Back to the Future – Marketing for another 30 years
Published by: Derek Bell2015.10.04
Growing up, and even now to this day – one of my favourite movie lines of all time has to be from the ultimate sci-fi comedy classic Back to the Future.
‘Wait a minute Doc. Are you tellin’ me you made a Time Machine?…out of a Delorean?!?’
Given the current antics in the run-up to the selection of the Republican candidate in the US Presidential Campaign, I can just hear someone from 1985 saying ‘Tell me the future boy. Who’s President of the United States in 2016?’
‘Donald Trump!!’ ’Donald Trump – the millionaire??!! Only time will tell…
But what is perhaps most amusing now about the movie – this year in particular – isn’t the clever scripting or even Christopher Lloyd’s crazy mad scientist hairdo. What’s most amusing is to see how our 1985 predictions for 2015 turned out to be, and then guessing what we think the consumer world will be like in 2045.
After all, 2015 is the year that is the setting of “the future” in Back to the Future 2.
There is a nearly endless display of predicted nifty gadgets that never quite came to be. Flying cars, hover boards, and self-drying/self-fitting jackets are among some of those that have yet to come to fruition.
However, Google’s self-driving cars, Smart TV’s, and Siri are very close to what was prophesized in 1985. I’m sure everyone who has seen the movie can name off a few of their favourites.
All of this then begs to question. Given how right or wrong we were about 2015, what do we now think the consumer environment will be like in 2045? What are YOUR predictions for the future consumer market?
Doug Stephens, author of The Retail Revival and Founder of Retail Prophet, thinks he knows.
Stephens believes we will enter into an era of what he has dubbed The Replenishment Economy. And in this era, the consumer no longer makes the routine product decisions with basic items such as food, toiletries, and cleaning products, but rather it will be our smart technology that will make these decisions for us.
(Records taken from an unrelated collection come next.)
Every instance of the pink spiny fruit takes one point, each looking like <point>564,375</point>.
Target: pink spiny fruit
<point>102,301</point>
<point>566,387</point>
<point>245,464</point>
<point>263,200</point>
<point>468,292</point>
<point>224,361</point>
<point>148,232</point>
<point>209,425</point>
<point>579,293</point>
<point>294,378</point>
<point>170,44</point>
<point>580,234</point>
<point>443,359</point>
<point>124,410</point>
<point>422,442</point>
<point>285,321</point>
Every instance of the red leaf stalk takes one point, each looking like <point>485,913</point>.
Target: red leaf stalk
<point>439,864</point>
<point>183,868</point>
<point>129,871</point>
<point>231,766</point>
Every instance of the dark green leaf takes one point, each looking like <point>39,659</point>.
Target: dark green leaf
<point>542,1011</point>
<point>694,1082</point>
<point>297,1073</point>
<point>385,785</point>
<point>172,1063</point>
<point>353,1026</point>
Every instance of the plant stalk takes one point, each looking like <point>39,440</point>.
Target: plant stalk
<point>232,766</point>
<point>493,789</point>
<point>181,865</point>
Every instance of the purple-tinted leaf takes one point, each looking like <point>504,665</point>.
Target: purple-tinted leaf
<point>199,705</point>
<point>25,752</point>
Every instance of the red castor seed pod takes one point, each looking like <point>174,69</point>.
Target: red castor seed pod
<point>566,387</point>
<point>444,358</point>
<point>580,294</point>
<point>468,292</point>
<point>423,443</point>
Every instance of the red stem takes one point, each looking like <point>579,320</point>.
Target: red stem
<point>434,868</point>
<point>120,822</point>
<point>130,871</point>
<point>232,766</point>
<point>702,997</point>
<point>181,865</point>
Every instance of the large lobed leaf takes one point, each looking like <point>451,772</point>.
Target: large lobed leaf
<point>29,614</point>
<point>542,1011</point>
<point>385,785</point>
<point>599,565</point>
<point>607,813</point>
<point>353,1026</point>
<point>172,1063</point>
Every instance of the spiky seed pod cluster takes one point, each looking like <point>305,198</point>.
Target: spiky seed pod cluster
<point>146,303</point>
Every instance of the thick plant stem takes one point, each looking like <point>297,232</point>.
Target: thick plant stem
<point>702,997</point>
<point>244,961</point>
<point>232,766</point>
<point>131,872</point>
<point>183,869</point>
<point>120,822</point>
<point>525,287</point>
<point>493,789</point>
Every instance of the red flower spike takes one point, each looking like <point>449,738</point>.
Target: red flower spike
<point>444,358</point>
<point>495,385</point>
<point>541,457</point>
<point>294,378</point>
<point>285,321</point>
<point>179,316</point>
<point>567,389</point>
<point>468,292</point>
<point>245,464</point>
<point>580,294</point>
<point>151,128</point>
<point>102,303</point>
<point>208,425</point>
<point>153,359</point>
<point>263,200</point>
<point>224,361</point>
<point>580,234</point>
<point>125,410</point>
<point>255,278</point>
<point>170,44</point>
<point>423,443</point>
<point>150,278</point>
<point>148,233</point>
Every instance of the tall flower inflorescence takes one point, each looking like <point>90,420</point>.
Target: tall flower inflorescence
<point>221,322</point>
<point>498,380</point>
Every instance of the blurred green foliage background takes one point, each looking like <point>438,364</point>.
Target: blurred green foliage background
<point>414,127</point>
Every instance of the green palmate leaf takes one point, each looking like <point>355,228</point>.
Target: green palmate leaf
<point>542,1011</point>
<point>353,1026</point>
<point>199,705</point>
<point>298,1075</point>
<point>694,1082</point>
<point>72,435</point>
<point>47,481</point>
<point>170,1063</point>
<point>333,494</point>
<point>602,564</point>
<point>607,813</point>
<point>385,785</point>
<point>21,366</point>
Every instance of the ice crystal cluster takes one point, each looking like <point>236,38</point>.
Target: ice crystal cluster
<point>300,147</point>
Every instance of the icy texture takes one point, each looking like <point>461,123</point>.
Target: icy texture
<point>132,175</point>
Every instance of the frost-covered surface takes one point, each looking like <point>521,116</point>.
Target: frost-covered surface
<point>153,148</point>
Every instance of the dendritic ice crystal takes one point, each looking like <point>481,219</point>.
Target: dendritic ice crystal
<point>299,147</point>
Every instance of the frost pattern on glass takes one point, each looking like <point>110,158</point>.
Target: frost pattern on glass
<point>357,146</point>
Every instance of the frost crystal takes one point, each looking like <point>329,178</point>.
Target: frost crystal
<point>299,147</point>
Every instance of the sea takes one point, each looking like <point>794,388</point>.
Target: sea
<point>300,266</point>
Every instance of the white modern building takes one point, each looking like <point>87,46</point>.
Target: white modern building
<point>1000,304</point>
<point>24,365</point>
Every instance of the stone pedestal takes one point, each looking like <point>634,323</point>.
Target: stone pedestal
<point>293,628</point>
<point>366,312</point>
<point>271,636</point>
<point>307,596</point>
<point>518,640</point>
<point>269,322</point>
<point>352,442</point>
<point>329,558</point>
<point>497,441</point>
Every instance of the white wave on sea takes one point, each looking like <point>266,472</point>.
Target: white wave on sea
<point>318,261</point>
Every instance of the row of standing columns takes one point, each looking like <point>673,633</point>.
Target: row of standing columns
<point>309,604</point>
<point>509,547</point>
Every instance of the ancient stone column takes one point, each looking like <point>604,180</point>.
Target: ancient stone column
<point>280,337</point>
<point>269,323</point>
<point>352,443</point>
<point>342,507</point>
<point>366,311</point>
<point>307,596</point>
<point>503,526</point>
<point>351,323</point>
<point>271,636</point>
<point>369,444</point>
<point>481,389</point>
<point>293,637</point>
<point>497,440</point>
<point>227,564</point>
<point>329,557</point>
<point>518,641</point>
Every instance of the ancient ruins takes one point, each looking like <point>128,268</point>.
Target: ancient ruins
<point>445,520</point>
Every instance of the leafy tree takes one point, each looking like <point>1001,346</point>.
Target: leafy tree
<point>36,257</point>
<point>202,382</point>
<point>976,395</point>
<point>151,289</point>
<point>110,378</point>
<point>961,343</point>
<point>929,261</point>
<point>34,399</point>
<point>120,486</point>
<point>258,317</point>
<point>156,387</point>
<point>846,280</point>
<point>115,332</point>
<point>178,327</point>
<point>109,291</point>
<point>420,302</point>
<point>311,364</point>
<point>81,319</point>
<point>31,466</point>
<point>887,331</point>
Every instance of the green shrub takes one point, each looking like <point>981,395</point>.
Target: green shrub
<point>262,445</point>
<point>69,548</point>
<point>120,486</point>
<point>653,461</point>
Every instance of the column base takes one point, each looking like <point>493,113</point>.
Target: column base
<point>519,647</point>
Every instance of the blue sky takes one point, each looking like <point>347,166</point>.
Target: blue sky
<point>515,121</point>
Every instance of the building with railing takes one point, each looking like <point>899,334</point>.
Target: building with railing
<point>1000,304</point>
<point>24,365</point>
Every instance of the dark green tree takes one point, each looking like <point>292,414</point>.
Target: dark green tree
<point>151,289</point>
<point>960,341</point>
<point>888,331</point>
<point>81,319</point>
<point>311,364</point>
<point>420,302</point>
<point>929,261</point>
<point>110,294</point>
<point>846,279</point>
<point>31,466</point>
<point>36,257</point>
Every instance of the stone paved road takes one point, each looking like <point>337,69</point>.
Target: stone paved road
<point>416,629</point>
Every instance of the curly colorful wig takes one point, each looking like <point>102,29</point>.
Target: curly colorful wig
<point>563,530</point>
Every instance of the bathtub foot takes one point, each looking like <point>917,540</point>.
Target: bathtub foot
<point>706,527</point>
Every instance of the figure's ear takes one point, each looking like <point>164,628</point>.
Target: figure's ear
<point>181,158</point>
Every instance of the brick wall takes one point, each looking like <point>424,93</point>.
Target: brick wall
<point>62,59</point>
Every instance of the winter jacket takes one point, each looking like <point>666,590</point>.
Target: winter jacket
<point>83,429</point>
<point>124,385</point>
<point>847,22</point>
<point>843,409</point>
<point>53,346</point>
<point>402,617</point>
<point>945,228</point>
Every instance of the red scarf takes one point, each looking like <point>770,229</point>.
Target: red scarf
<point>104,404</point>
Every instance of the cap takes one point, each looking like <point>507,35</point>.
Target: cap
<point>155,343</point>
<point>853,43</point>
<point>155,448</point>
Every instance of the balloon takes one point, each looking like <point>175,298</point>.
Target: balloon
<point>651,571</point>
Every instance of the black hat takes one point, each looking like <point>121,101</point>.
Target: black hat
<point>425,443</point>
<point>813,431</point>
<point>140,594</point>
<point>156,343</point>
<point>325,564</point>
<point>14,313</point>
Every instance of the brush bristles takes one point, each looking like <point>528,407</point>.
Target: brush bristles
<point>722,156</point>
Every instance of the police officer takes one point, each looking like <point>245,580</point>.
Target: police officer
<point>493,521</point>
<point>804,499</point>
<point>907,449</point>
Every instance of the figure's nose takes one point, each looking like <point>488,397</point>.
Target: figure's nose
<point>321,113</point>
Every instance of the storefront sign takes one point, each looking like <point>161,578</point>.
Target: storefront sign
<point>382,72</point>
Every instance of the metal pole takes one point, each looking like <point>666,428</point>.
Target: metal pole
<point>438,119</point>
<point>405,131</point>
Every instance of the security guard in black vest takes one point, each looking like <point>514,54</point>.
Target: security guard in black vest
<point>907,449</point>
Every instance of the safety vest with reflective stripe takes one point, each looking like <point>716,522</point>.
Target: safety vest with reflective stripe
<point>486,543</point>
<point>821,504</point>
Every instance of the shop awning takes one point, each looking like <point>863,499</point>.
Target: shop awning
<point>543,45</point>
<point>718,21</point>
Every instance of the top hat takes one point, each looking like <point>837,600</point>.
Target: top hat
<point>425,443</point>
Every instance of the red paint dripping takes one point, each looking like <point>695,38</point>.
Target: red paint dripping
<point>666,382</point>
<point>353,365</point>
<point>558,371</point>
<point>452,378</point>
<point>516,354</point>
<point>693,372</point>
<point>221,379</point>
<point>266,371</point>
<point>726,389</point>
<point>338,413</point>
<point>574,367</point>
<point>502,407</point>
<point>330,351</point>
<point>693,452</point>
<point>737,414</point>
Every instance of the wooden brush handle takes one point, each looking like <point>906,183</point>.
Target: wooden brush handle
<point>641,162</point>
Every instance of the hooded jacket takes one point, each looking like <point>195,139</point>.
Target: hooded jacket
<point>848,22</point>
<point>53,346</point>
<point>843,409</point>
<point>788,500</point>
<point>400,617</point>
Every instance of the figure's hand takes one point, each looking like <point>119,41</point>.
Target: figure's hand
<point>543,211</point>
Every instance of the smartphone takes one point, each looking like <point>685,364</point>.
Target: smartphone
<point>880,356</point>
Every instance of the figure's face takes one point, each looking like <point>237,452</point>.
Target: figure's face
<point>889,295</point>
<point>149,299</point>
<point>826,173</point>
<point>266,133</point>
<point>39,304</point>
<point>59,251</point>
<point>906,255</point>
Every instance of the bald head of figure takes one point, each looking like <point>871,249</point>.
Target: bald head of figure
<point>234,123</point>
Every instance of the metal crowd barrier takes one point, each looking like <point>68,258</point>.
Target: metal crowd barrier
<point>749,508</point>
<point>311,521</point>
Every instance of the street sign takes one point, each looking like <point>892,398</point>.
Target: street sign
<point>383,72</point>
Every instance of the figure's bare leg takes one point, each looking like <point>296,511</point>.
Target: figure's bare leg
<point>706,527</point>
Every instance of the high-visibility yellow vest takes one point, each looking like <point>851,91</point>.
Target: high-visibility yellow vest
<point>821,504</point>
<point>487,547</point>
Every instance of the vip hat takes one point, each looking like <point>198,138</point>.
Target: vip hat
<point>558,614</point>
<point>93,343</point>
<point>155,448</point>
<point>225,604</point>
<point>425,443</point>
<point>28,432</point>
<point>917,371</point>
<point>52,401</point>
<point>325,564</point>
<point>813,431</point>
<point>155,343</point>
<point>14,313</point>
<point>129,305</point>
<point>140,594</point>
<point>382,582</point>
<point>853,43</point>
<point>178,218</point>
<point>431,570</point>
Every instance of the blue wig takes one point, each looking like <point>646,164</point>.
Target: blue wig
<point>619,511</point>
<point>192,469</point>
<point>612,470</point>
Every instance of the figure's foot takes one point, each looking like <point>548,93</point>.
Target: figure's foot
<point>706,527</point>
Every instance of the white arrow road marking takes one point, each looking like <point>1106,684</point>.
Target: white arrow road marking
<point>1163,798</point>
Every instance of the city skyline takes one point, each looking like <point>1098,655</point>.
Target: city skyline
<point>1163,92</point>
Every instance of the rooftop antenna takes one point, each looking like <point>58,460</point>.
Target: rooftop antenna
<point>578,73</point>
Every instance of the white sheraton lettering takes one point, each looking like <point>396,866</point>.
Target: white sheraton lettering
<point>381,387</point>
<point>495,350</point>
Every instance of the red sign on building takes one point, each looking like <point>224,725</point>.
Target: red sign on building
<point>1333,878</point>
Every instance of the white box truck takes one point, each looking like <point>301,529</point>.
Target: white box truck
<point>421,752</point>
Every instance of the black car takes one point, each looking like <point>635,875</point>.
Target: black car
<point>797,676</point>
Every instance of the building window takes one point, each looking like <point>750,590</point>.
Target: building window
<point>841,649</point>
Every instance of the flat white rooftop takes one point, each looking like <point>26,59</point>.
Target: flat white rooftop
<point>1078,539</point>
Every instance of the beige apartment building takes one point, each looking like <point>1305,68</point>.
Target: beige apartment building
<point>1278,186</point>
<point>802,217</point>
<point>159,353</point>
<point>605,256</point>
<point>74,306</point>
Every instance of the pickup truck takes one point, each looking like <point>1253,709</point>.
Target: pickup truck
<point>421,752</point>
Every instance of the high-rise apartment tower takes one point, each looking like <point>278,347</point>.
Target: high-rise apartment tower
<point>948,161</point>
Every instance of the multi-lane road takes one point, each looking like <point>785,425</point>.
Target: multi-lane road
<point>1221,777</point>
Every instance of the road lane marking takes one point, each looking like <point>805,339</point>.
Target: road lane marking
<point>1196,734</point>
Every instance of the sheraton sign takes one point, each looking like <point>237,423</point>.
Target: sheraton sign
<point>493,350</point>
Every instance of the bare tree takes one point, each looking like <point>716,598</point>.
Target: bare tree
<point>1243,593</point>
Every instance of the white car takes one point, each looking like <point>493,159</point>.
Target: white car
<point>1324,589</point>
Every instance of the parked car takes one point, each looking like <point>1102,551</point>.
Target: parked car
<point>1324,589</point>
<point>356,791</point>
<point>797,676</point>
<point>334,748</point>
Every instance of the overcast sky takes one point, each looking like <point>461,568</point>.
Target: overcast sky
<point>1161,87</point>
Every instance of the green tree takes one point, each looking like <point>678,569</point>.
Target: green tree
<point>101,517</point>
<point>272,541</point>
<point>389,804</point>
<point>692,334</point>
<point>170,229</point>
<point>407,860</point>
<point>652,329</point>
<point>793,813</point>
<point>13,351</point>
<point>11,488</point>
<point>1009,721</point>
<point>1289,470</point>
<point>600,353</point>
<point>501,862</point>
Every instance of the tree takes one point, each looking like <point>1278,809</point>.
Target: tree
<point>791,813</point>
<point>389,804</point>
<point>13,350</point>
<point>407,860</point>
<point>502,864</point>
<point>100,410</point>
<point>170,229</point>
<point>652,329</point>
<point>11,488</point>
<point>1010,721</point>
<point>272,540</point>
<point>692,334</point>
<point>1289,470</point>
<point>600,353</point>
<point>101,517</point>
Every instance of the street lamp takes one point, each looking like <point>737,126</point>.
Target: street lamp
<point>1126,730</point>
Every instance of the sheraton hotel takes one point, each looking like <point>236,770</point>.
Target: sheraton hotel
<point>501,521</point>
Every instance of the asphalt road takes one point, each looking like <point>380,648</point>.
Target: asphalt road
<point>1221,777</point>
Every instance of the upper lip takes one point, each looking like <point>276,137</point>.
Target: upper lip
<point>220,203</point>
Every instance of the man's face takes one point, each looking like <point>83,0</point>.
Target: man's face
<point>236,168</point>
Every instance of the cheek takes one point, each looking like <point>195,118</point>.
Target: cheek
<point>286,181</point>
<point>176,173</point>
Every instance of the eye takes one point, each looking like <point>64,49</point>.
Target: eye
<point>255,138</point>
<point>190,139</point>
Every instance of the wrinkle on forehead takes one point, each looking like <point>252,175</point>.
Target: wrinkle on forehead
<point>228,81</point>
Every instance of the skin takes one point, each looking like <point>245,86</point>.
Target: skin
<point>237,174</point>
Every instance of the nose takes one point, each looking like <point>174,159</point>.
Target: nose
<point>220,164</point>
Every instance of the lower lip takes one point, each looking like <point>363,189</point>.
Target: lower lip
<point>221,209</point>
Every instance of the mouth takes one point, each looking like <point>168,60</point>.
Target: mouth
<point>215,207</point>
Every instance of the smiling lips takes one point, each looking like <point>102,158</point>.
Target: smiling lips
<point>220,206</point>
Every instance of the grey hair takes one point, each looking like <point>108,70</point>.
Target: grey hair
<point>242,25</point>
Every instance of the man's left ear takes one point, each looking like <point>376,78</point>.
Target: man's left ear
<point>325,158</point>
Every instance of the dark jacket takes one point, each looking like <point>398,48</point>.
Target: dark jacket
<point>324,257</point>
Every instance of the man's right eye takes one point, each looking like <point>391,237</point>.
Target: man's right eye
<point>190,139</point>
A few examples of this would be laundry detergent or milk (or beer). In the future, Stephens believes our refrigerator or washing machine will have the capability to know we are low or out of milk and detergent – and will then also have the capability to order those products online without us even having to think about it.
To most consumers, this would be a dream come true. Less trips to the shops, more time for other things.
But to marketers and businesses, Stephens foresees challenging times ahead.
Who do you market your product to if our gadgets are the ones making the day to day purchasing decisions? And if shoppers aren’t in the store as often (if at all), then how do companies expose shoppers to in-store advertising?
Surely – one would think – technology, software, and devices will advance in such a way that allows for our own personal preferences and input, thereby opening the window for new brands to be added to the preference lists of our ‘at home gadgets’. You see a billboard ad you like – and you simply tell your device to put that on your ‘Like’ list.
Back to Future 2In Back to the Future 2, the movie writers got plenty of things wrong that could be considered laughable now. Jaws 19 is a long ways off (Rocky 7?), Nike hasn’t developed the self-tightening laces yet, and Biff’s ‘Pit Bull Hover board’ remains a dream (or nightmare depending on who you ask).
But there is one main theme in all of the Back to the Future movies that remains constant and, short of global tragedy, will only become more prevalent as time goes on.
And it is the urban Town Square environment and the tendency of people to come together to socialise and experience all the city has to offer.
And as our increasingly smart and digitalised gadgets grow in sophistication, we will surely be able to have some sort of input and control into how our gadgets prioritise brands.
In the first Back to the Future movie, as they prepared to fly off in a revamped Delorean and zip off 30 years into the future, Doc Brown quipped ‘Where we’re going, we don’t need roads.’
That may be true. We may not need roads in 2045, but marketers can rest assured that marketing targeted in increasingly urban spaces, despite technological advances, will at least have this common ground to rely on for another 30 years.